We often talk about our souls and our spiritual lives as if they are something separate from our bodies and the rest of life; perhaps we do that to help us remember that we have souls and need to tend to their health, or perhaps we do it to compartmentalize our lives and keep God at a distance. At times we need to give special attention to our spiritual lives because our culture makes it difficult to keep a healthy balance among the variety of human needs, but we err if we take the physical world – and our bodily experience – to be second-rate. We are inextricably connected to the physical world. Our health, both body and soul, is tied to the health of the Earth.
This year, the blizzard’s shaping of our Christmas celebrations is a reminder of our connection to the Earth.
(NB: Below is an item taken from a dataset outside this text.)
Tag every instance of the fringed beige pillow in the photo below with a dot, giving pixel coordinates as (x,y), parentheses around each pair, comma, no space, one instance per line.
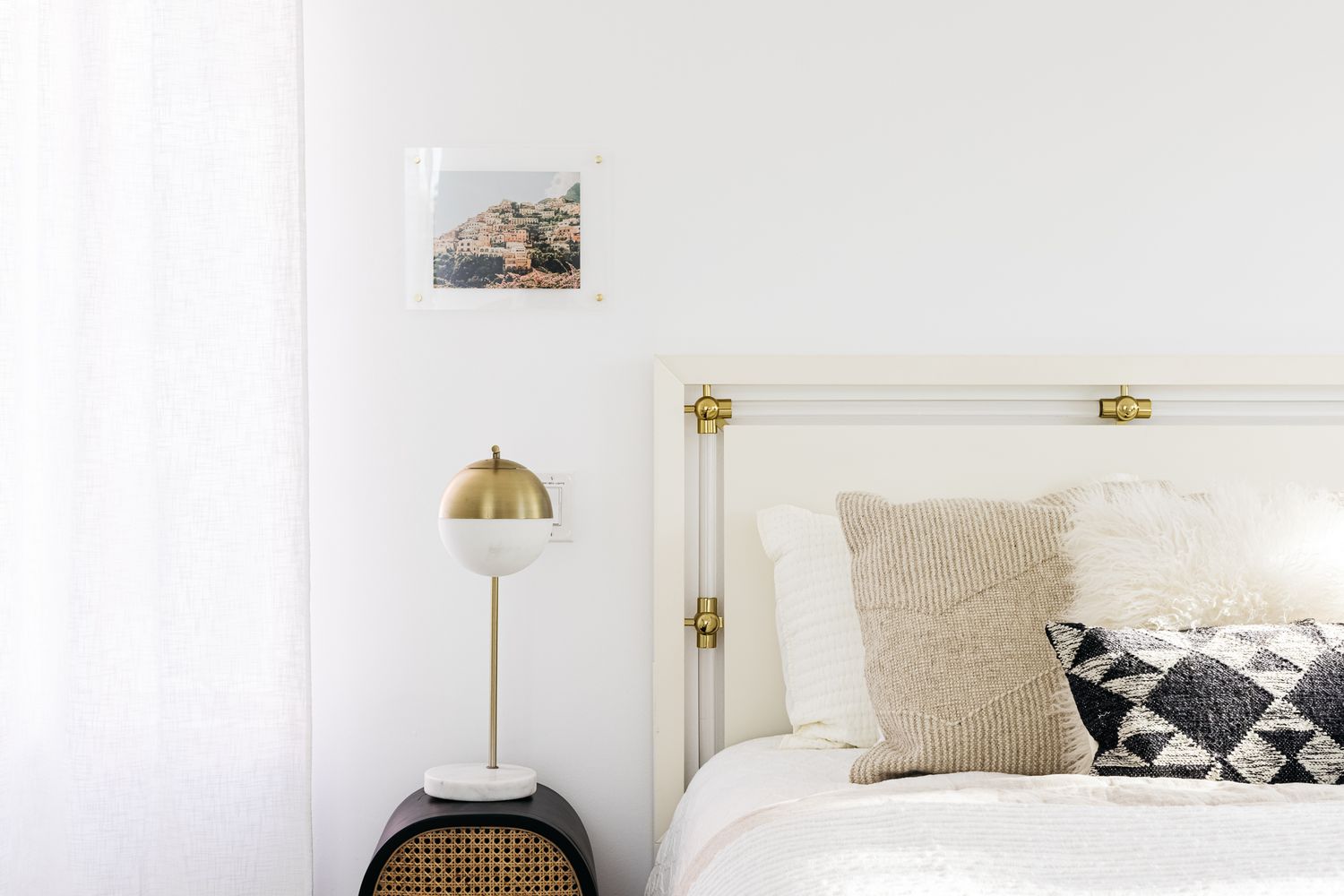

Just as the Holy Infant was born in a stable, the last place most people would have looked for the birth of the Messiah, so Christ gets born again in our hearts in unexpected places. We might expect to find the wonder of Christmas in the beautiful liturgy and music of a Midnight Mass or the joyful retelling of the story in a children’s Christmas Eve pageant, places where we have found it before, but we can also find the wonder as we look out alone on wind-driven snow. Our God came to live here among us on Earth, and so we can find God in the earthly elements of wind, cold, and snow.
We are not isolated from the world around us, and we Nebraskans are certainly not unaffected by the weather. Who we are and what we do is bound up with the natural world around us; and who we are and what we do -- and what it is like to live as a human being on this Earth -- are important to our God, who became Incarnate as a baby born in a stable in Bethlehem.